The Museum boasts over 10,000 square feet of indoor display area, featuring six distinct areas: Greenwood’s squadrons overseas in World War II; the British Commonwealth Air Training Plan and early RAF/RCAF Station Greenwood; RCAF Station Greenwood and the Cold War - featuring the impact of the Cuban Missile Crisis; post-Cold War Greenwood, with its varied roles; a full-size Argus aircraft tactical crew procedures trainer (simulator); and an aircraft engine display. Exhibits include many aircraft models – including a 2/3rds scale Spitfire 9, cutaway engines, artefacts, paintings, photographs, and mannequins in period costume.

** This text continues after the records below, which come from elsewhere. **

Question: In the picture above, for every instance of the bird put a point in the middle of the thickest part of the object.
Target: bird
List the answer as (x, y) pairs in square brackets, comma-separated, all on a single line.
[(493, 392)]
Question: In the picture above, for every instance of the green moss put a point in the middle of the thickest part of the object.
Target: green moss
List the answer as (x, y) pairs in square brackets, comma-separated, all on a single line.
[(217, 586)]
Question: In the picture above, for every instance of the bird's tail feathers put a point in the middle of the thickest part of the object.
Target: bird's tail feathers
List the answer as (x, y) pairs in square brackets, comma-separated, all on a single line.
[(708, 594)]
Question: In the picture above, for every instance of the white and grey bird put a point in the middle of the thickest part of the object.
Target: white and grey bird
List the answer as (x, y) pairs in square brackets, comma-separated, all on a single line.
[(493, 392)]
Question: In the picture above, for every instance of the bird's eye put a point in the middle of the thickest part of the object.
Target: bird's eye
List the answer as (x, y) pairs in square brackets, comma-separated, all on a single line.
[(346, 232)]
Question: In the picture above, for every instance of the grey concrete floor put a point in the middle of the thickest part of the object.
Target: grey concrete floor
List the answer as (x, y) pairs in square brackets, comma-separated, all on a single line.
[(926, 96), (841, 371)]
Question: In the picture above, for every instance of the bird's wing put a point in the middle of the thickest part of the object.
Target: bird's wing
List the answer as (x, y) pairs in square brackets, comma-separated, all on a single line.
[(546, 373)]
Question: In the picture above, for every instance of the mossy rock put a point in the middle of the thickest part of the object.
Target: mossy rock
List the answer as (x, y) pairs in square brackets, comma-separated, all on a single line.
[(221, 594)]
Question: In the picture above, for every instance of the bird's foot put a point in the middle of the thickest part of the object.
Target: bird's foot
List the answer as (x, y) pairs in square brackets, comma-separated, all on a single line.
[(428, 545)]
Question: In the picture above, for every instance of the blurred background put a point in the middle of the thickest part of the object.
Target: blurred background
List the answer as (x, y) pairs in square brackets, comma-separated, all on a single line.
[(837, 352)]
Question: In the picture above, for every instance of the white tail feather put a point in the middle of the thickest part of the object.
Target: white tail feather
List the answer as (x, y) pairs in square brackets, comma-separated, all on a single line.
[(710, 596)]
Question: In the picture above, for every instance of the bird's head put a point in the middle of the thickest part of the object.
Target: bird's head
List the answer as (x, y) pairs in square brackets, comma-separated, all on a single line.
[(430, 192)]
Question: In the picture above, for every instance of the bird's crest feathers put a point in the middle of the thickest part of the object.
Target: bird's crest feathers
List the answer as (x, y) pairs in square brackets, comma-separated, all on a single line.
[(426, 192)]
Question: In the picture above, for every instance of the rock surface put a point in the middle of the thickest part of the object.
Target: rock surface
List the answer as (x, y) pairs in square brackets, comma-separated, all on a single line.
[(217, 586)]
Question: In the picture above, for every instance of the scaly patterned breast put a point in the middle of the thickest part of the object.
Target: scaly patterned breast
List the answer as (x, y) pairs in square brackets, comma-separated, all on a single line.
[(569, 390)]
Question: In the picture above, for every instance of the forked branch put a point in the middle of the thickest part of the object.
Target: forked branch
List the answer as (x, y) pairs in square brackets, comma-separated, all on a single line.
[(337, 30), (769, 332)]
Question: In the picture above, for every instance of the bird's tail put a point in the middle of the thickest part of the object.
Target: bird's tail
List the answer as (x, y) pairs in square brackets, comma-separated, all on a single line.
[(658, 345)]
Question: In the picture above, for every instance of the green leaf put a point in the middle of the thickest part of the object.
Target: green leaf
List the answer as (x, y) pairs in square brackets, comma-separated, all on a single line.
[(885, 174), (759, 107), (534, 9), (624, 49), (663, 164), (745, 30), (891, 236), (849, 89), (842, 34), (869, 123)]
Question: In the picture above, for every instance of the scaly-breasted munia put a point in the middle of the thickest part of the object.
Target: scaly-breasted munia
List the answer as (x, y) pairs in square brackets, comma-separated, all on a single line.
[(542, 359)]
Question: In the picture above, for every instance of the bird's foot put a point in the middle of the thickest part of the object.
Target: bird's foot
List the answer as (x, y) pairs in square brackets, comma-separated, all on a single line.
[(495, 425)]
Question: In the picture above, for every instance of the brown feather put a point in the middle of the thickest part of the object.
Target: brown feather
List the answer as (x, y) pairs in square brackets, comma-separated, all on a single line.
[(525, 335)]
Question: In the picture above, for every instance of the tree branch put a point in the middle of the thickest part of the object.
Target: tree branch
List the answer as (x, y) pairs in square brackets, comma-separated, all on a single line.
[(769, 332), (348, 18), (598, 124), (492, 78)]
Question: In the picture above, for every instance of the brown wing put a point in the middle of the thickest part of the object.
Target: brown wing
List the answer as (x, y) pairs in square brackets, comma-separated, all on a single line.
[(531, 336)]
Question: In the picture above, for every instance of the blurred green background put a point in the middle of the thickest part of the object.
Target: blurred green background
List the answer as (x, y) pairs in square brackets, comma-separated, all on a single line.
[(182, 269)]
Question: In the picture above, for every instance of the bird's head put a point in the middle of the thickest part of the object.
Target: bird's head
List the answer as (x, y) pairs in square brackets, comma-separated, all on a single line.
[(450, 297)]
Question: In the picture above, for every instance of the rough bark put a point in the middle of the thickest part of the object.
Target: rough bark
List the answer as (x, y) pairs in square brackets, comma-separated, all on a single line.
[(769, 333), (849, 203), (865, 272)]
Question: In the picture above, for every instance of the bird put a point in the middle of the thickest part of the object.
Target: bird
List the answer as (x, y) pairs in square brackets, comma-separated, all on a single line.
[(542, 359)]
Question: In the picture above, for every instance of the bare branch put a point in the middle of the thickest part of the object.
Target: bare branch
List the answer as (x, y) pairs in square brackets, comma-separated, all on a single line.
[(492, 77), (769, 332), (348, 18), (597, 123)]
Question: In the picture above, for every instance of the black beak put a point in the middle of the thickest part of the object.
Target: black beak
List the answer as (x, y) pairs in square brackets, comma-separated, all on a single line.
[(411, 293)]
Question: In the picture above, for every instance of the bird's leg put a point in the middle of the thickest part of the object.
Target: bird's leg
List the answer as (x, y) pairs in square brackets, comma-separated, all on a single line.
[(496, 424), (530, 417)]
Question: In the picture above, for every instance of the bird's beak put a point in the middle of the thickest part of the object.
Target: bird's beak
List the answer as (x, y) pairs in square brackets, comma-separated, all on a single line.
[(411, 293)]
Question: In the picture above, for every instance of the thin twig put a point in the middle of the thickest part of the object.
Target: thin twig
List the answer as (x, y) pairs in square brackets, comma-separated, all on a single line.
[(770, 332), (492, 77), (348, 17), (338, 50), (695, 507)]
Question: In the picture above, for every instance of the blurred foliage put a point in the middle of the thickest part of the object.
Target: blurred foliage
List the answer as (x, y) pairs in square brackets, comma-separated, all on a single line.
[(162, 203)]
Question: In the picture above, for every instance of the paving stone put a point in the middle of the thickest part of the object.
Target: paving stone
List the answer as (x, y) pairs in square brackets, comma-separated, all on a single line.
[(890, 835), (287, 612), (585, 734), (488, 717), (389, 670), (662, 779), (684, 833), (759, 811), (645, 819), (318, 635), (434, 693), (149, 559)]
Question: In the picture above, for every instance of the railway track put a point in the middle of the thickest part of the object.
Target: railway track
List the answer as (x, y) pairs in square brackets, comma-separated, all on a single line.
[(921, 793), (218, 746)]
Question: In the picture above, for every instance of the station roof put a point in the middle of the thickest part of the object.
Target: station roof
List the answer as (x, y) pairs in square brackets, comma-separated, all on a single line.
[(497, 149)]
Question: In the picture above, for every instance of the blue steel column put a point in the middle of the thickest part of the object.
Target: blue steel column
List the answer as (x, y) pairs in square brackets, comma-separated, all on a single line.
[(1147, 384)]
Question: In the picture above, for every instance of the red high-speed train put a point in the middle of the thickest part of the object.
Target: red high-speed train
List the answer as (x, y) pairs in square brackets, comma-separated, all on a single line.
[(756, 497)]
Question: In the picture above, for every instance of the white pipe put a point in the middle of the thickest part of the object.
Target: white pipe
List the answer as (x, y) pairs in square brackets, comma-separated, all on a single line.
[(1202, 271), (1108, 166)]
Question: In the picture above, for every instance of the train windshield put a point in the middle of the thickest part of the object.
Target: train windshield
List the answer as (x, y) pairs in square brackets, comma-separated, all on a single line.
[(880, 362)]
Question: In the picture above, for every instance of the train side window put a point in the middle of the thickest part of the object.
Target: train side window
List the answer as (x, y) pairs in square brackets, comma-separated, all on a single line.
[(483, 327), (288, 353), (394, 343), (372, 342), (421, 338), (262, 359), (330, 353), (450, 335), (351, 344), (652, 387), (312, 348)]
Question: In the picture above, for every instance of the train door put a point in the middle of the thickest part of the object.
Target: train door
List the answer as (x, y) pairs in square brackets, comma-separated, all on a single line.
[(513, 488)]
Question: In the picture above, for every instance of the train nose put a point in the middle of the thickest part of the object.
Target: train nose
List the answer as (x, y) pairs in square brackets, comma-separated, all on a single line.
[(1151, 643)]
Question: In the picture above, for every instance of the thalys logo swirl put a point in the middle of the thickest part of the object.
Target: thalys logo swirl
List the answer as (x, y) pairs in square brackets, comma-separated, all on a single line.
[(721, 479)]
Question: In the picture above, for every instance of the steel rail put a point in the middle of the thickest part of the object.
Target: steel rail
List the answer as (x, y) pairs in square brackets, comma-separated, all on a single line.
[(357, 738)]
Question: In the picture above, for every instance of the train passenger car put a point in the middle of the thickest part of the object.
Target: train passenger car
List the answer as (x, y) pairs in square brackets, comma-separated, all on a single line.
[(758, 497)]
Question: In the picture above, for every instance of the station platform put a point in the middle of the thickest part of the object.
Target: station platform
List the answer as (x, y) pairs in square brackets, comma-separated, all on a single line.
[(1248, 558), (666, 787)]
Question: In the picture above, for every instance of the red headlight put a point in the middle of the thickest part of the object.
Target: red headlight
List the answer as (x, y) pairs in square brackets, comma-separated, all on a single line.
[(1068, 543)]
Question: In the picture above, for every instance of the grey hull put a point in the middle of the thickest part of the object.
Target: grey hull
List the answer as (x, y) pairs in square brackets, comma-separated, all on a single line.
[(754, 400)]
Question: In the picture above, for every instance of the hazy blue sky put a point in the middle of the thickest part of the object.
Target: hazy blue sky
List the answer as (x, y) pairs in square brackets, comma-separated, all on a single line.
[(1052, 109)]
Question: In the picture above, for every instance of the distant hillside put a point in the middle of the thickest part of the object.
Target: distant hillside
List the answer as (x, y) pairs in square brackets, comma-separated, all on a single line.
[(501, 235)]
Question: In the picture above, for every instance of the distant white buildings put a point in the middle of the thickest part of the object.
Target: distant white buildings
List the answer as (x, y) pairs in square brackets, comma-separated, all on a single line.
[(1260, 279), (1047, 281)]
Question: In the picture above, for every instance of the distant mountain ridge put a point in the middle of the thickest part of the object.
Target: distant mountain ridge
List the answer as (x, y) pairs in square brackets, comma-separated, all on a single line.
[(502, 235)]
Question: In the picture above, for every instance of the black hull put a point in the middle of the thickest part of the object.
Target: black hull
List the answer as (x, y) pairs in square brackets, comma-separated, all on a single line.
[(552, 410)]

An air park surrounds the Museum and contains actual aircraft flown from Greenwood, including an AVRO Lancaster Mark X that was built in Canada and served overseas in World War II – being the only Canadian display Lancaster to have received battle damage in the War; the only Lockheed Neptune anti-submarine warfare aircraft in Canada; one of only 5 Canadian-built display CANADAIR Argus Mark 1 anti-submarine warfare aircraft in Canada; two Canadian-built Lockheed T-33 Silver Star jet trainers; a recently-restored AVRO Anson Mark II that was built in Amherst, Nova Scotia in 1941; and a Boeing-Vertol Labrador helicopter.
Under restoration are a Douglas C-47 Dakota; a Bristol/Fairchild Bolingbroke - Canadian version of the Bristol Blenheim; and a Sperwer Uninhabited Air Vehicle. Other restorations are planned.
Besides tours for visitors, cadet organizations – including the large annual Regional Air Cadet Camp – the Museum provides an annual Flight Education program for grade 6 students, as part of their curriculum on flight.
Today, the Museum is a 12-months operation with a permanent curator, part-time Reserve General Manager and a dedicated group of some 70 volunteers with various backgrounds. Led by Society Chairman Ian Patrick, President Brian Handley, Vice-President/Secretary Bert Campbell, Treasurer Ron Hill and 9 directors, the Society provides outstanding support in every area of Museum operations. Displays are constantly being upgraded and changed, as new items are added to the Museum’s collection, and this keeps the Museum interesting, especially for repeat visitors. A lot has happened in the last year at the Museum including the completion of the Museum annex which now houses the Anson and Bolingbroke aircraft. The Museum is wheelchair accessible and the Flight Line Café offers coffee, tea, snacks, and soup and sandwiches on site. Be sure to visit the Commemorative Gardens area and outdoor exhibits when visiting the Museum.